Once I got it working though, the results are very impressive for a $1k investment. Qwen 3.6 35B at q4 quantization takes about 3/4 of the ram and delivers like 88 tokens/sec. So, if you want a decent-sized model for cheap, this is one way to go.
They both have GDDR6.
The B70 has 256 bit it bus at a clock speed of 2375mhz (608 GB/s), the 3090 has a 384 bit bus at a clock speed of 2438mhz (936 GB/s).
It isn't slower, it just has less channels, ie, it is less wide.
Shouldn't the headline be about running SOTA _local_ LLMs, as GLM 5.2 is nowhere near a SOTA LLM?

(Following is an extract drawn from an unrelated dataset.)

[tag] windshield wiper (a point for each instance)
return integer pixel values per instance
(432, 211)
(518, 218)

to me, this is a "truck" approach to city driving as a single person who does not do furniture hauling every weekend. the sense of privacy and freedom is nice but online inference is more "economical" as multi-user load is more effectively served than going solo.
maybe new architectures would make it effective to do text inference locally [1], till then great on you if you can spend car money on your setup. hope it is a great learning experience as well.
[1] https://deepmind.google/models/gemma/diffusiongemma/
I don't understand why people are exchanging their brain wrinkles for access to a slop machine. I wonder if a good analogue would be a skilled carpenter being offered access to a machine which excretes furniture (one or two levels of quality beneath Ikea). Does it do the job? Most of the time. Does the carpenter enjoy the process? No.